Tierschützer kritisieren die Regierung vehement. Der Deutsche Tierschutzbund hat die Pläne zur Verlängerung der Frist als „Verrat an den Ferkeln und am Staatsziel Tierschutz“ bezeichnet. Die Branche habe mit sechs Jahren bereits eine lange Vorbereitungszeit gewährt bekommen und könne diverse Alternativen bereits einsetzen.
In Dänemark und den Niederlanden betäuben die Schweinezüchter ihre Tiere selbst und das lokal. Deutsche Tierschützer betrachten dieses Verfahren aber nicht als tierschutzkonform, da die Injektion von Lokalanästhetika laut zahlreicher Studien den Schmerz nicht komplett ausschaltet und zusätzlichen Stress verursacht.
Die Alternativen stehen schon zur Verfügung
Vom Deutschen Tierschutzbund werden drei Alternativen favorisiert. An erster Stelle steht die sogenannte Ebermast. Dabei wird vollständig auf eine Kastration verzichtet, sodass die „stinkenden“ Tiere nach der Schlachtung von den geruchslosen getrennt werden. Denn bis zur Schlachtung bildet nur ein kleiner Anteil der Eber den typischen Ebergeruch aus. Bei der Aufzucht von Ebern muss allerdings ihr verstärkt rivalisierendes und aggressives Verhalten im Vergleich zu unkastrierten Tieren beachtet werden. Dass sich Tiere gegenseitig Schaden zufügen, darf nicht der Preis für die ersparte Kastration sein.
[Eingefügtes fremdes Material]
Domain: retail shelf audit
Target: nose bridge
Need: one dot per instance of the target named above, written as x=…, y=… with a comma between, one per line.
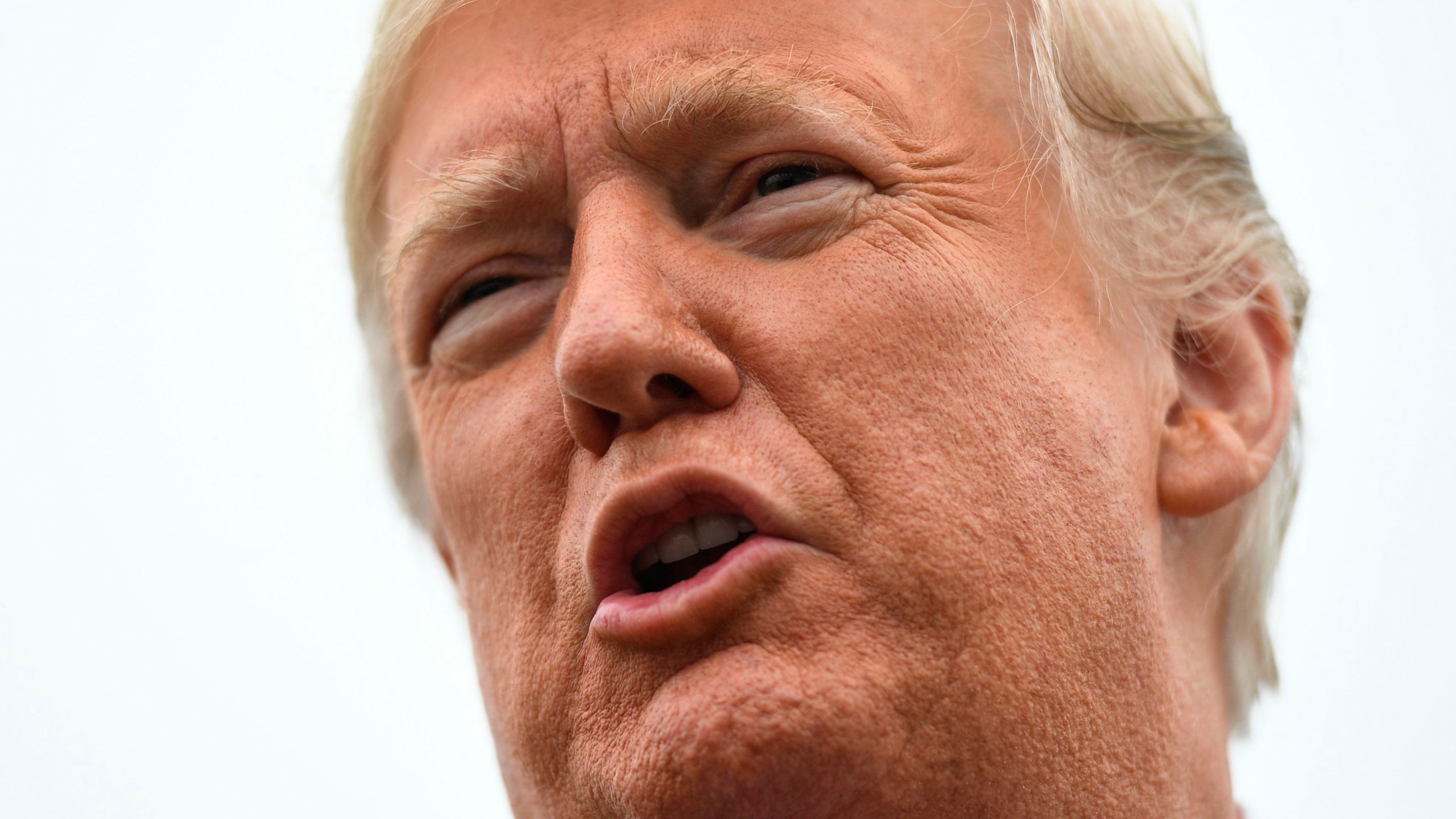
x=628, y=349
x=617, y=301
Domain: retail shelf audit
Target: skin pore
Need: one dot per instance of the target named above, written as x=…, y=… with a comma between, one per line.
x=820, y=221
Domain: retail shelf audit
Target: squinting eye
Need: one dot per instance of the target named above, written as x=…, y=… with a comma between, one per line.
x=787, y=177
x=488, y=288
x=475, y=293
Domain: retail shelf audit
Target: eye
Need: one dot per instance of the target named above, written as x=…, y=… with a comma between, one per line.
x=475, y=293
x=785, y=177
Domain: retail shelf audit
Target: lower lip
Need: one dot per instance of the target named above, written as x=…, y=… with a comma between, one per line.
x=693, y=608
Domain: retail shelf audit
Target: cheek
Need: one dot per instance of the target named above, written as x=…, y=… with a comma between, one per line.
x=494, y=451
x=987, y=426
Es gibt als weitere Möglichkeit eine Art Impfung gegen die Ausbildung von den Hormonen, die den Geruch verursachen. Man nennt das Immunokastration.
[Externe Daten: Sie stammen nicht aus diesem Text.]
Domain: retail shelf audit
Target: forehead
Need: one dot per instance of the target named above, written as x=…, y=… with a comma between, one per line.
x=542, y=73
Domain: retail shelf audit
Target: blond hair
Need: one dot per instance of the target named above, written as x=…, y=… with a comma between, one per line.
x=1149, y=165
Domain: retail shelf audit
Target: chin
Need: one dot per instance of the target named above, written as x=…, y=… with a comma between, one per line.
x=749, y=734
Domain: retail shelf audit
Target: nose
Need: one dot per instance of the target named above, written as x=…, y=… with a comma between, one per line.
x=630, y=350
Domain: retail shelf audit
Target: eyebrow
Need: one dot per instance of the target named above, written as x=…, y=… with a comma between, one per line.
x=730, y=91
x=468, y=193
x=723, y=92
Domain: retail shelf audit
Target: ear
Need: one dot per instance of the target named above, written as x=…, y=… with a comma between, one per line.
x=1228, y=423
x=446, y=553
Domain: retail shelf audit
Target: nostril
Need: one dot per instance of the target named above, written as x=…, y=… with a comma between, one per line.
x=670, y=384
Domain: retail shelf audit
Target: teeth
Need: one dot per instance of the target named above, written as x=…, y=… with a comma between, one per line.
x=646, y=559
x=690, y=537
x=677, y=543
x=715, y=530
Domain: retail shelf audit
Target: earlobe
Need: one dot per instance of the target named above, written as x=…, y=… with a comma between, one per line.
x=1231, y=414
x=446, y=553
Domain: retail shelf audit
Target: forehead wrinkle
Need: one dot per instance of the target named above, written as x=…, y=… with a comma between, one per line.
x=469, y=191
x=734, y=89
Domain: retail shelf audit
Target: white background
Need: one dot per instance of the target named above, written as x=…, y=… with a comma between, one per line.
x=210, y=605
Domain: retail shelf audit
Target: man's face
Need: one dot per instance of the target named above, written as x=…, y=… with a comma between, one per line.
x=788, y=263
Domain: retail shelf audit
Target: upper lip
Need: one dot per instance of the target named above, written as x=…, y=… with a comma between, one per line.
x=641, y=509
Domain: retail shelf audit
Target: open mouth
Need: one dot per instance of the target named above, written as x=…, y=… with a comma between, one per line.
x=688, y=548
Diese Methode bietet viele Vorteile und hat keinerlei Auswirkungen auf die Gesundheit der Verbraucher. Der Markt lehnt es bisher aber noch ab, Fleisch von immunokastrierten Schweinen anzubieten.
Auch eine Kastration unter einer Inhalationsnarkose ist denkbar. Um dieses Vorgehen praktikabel zu machen, bräuchte es laut Tierschutzbund eine rechtliche Regelung, die es Landwirten nach entsprechender Fortbildung erlaubt, die Tiere der Inhalation auszusetzen.
Der Tierschutzbund weist aber darauf hin, dass Betäubungspflichten nur eine Übergangslösung sein können. Mittelfristig sollen Kastrationen nicht mehr durchgeführt werden. Dass die bisherige Praxis jetzt noch zwei Jahre fortgesetzt werden soll, ist für sie in den Worten von Renate Künast der „Alptraum aller Tiere“.